Here's an update on my progress with the making of DVD-Audio discs.

So far I've downloaded and burned about 12 different shows from the archive.org site. All the shows were recorded as 24 bit with either a 44.1, 48 or 96 kHz sampling rate, it depends on the show.

The recording quality tends to vary but with the 24 bit recordings, at least so far, seems to be a rather high standard. A couple of the recordings are simply spectacular.

As for the music, most of the artists have recording contracts and several are quite well known within their respective fields of music. For example, Charlie Hunter is a premier jazz guitar player, Michael Franti and Spearhead is a headline rock/r&b act, The Radiators have been a New Orleans rock institution for over 20 years and the Jazz Mandolin Project is moving the concepts of "jam based music" in completely new directions. The great part about the whole thing is that you can download just a few songs to see if you like the music before you make a real commitment.

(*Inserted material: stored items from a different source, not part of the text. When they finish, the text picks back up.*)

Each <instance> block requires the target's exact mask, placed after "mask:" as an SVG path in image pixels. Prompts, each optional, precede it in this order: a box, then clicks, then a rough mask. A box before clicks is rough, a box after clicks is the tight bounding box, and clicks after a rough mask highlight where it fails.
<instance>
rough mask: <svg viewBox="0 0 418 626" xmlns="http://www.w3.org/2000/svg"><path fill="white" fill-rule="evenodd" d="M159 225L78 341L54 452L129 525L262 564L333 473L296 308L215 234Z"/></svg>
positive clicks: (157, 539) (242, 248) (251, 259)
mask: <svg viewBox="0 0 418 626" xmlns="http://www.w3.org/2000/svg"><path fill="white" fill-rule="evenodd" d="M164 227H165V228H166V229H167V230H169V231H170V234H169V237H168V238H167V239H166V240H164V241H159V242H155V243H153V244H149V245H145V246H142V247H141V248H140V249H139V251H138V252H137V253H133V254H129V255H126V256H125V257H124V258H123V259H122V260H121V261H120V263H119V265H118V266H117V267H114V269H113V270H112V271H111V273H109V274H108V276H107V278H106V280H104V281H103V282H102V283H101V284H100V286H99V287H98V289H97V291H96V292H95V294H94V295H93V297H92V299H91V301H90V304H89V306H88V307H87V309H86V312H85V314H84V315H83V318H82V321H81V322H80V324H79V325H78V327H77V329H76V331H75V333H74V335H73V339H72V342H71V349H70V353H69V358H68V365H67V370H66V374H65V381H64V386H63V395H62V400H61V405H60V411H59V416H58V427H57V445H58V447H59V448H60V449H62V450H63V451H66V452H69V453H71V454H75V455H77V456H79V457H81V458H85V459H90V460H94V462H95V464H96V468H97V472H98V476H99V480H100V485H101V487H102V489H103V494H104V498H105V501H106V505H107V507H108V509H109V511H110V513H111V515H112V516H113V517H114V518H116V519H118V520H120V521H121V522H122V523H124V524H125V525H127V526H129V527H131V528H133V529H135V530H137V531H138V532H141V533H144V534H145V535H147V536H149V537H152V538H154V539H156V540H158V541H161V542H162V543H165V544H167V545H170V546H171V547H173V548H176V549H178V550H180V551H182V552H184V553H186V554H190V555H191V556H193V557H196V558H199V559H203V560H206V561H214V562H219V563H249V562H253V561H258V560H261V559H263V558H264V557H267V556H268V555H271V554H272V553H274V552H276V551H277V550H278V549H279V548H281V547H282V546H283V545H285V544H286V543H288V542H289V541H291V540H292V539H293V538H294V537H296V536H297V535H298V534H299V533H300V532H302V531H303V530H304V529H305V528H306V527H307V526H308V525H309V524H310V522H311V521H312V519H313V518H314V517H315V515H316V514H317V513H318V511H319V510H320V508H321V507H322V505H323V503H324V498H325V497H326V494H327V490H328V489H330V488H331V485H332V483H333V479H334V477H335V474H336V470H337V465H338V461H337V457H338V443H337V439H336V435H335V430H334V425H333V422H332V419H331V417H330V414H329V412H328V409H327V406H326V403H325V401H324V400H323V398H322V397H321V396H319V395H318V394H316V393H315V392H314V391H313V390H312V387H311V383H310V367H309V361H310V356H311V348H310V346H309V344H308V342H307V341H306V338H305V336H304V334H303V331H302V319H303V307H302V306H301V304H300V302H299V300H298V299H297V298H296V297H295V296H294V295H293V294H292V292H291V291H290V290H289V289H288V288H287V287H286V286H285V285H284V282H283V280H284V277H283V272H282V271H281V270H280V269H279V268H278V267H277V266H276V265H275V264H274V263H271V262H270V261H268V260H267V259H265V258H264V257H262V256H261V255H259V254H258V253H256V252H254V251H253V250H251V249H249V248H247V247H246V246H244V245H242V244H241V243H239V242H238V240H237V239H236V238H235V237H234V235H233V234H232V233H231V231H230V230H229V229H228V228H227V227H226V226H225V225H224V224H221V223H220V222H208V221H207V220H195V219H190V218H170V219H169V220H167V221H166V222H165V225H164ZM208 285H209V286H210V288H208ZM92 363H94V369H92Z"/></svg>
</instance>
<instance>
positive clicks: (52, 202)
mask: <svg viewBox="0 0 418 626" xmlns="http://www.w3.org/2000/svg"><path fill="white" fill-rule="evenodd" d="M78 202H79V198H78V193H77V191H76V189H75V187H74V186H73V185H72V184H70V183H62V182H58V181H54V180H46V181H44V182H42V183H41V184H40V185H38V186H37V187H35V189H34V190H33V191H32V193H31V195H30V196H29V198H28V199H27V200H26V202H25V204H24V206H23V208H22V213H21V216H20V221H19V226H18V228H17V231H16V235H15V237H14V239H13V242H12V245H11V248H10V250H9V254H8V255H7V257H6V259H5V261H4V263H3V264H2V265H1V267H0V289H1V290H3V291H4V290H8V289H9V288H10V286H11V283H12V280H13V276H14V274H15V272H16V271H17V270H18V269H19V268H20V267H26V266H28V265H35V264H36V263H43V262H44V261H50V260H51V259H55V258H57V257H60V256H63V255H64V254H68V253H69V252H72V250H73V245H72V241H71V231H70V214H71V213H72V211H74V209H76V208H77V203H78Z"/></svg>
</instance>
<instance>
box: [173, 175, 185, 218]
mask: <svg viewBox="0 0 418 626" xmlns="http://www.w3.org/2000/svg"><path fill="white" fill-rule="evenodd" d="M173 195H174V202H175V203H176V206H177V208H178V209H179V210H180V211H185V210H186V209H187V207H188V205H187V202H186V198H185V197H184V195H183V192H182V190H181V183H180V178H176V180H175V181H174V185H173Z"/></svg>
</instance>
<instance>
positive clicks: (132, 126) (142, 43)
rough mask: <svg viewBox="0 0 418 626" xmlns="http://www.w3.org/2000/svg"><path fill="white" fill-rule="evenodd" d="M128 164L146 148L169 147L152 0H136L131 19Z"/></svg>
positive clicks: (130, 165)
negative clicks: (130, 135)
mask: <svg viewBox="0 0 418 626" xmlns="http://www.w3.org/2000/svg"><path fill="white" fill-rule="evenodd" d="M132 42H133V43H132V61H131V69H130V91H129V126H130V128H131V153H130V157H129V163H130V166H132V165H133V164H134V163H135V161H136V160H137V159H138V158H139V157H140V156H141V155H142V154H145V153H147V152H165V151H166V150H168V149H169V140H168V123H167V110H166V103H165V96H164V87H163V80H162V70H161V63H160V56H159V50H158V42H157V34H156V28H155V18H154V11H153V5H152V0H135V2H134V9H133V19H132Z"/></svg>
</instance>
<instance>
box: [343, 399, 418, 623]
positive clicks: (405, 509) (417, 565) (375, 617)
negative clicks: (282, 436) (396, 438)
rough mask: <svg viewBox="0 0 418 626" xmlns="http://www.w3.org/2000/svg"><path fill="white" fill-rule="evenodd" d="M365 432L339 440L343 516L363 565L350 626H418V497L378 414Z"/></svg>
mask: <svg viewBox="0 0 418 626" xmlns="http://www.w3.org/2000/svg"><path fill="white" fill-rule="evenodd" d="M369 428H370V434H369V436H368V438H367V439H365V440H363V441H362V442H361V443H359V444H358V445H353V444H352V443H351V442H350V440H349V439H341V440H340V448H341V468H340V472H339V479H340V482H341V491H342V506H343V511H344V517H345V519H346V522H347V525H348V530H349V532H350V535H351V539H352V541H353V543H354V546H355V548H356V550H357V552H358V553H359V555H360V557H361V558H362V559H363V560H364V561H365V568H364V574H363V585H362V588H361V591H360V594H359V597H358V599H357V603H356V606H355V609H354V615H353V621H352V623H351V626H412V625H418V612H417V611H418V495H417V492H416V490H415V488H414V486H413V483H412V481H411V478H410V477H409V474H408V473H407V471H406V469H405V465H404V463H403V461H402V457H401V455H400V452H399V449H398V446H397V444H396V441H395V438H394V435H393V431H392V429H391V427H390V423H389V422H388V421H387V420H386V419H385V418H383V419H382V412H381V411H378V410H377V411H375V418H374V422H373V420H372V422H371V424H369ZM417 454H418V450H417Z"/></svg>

Now I have a pull the coattails of the Stereophile writers and editors. As has been often noted within the pages (and on the website) of Stereophile, the music business as we once knew it is dead and some new model will soon emerge to take it's place. Well web sites like archive.org are part of that new model and more importantly, the users, as in downloaders, of archive.org are the new consumers, the artists, whose music is available on the archive, are the new performers and the people, who record and upload the shows, are the new hi-fi enthusiasts.

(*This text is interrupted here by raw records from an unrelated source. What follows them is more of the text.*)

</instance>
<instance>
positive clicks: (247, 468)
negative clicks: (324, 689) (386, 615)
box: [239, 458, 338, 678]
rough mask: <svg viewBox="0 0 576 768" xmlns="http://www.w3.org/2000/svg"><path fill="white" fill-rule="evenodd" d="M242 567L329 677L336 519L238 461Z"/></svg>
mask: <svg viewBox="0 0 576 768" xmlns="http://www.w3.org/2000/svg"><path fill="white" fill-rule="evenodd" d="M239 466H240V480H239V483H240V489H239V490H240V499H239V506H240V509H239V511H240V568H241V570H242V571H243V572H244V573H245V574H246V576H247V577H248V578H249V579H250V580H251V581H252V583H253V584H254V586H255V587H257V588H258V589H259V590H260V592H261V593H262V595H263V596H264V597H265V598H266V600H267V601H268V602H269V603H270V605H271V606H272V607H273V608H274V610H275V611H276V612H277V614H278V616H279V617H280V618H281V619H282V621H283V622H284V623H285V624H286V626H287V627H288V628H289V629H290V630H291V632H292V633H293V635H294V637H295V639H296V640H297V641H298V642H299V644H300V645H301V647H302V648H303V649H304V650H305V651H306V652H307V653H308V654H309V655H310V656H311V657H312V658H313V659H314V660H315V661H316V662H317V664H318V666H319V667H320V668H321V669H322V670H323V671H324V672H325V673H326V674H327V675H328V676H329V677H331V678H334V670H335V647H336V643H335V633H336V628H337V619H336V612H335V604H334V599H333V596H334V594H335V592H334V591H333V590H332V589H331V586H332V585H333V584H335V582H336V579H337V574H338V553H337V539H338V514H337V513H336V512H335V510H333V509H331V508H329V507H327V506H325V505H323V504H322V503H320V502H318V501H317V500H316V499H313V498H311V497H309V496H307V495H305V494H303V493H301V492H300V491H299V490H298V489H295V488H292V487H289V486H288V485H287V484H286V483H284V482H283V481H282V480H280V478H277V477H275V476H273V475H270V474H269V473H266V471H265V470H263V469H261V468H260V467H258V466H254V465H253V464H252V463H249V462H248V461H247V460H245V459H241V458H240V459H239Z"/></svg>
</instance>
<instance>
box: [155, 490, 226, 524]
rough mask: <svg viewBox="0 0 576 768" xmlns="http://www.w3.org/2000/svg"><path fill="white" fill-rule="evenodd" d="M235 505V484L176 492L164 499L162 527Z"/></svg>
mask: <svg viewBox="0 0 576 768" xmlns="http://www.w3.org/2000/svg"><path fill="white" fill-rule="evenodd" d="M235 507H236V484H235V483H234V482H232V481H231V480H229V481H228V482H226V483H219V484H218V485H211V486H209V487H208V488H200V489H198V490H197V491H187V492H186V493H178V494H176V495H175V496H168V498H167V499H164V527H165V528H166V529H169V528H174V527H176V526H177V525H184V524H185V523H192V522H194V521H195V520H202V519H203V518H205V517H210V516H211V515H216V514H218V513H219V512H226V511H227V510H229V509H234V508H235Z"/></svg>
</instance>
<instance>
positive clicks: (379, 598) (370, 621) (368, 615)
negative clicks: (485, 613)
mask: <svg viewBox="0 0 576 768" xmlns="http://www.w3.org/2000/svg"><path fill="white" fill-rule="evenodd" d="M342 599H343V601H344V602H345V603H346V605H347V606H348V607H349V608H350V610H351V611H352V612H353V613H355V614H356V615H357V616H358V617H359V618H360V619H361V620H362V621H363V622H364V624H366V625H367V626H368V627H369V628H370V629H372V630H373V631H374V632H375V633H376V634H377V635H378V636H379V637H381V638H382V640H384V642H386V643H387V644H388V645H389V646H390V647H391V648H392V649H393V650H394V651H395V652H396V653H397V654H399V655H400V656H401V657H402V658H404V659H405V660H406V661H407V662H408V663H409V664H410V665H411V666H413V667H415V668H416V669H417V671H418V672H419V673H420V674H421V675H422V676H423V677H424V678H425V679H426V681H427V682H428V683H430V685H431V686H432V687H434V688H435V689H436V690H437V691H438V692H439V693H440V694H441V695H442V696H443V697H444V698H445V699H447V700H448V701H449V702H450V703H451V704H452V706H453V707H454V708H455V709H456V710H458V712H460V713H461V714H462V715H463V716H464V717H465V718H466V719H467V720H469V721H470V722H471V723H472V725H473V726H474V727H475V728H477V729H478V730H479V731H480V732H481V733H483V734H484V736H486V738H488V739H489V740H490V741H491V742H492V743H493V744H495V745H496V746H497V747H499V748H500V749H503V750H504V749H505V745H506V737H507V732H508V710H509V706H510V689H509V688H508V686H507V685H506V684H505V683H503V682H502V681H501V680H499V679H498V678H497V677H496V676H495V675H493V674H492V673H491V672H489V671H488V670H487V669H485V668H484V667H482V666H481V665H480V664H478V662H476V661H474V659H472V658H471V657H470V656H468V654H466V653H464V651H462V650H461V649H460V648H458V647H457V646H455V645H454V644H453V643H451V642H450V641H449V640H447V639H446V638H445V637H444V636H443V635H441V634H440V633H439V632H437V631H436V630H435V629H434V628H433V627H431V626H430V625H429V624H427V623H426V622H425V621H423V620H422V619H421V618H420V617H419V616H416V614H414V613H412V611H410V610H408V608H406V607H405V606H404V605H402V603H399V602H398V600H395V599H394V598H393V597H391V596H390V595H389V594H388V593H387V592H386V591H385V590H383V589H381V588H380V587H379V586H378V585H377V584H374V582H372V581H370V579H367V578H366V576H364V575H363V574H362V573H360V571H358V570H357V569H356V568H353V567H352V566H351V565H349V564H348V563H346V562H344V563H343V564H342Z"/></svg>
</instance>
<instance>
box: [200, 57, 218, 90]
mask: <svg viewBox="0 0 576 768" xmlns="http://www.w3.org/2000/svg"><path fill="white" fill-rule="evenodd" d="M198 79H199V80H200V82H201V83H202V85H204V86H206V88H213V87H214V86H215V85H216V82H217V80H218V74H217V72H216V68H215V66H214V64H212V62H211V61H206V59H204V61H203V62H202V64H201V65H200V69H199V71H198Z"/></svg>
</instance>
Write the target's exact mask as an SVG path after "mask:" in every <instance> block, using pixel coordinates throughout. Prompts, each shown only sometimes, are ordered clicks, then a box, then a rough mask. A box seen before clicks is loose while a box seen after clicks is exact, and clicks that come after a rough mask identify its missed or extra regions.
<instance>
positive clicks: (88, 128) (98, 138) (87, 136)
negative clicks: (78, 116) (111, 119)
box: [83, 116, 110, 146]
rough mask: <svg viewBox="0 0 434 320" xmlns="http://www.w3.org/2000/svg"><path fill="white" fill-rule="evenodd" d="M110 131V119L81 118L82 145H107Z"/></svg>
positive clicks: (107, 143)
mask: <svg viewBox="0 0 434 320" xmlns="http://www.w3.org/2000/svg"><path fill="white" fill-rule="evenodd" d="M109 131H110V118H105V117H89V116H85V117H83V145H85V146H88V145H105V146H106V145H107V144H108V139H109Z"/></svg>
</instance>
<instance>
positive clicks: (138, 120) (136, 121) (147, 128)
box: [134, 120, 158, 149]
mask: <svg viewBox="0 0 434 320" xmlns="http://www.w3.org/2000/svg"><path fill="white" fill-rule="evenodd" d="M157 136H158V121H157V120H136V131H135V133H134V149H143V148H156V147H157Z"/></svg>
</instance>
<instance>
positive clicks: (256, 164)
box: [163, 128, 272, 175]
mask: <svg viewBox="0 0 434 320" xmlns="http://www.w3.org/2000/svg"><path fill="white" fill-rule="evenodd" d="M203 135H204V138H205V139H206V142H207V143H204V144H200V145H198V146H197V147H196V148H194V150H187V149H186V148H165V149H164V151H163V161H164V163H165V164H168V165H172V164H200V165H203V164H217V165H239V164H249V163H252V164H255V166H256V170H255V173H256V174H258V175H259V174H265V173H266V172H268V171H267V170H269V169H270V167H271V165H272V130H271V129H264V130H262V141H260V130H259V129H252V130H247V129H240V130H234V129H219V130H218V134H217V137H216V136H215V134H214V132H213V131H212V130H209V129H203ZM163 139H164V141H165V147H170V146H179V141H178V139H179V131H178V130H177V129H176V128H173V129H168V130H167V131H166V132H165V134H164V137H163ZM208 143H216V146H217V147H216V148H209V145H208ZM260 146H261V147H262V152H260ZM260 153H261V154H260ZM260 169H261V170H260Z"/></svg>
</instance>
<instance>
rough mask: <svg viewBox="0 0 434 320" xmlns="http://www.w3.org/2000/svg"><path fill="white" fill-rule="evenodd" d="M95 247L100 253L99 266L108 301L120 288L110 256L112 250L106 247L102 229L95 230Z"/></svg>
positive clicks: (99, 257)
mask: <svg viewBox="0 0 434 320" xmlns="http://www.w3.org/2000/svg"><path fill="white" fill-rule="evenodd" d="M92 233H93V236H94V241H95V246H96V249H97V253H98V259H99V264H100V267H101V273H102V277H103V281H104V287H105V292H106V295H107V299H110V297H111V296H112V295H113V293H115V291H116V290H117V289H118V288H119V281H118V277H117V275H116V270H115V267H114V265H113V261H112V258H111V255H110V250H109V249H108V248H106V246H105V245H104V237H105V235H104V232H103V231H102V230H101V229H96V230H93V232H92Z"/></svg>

The people who record these shows seem to be among the only ones in the younger generations who care about sound quality. Without ever having read an issue of any high end audio magazine most of them have come to the realization that mp3s do not sound very good and that a recording made at 24 bit, 96kHz sounds better than one made at 16 bit, 44.1kHz. Plus they appear to know more about microphone placement than most record company recording engineers.

Stereophile needs to get down into the trenches with these people and explore the cutting edge/intersection of future of the music business/amateur recording and online music distribution. I really think that it will be quite an eye opener for both sides.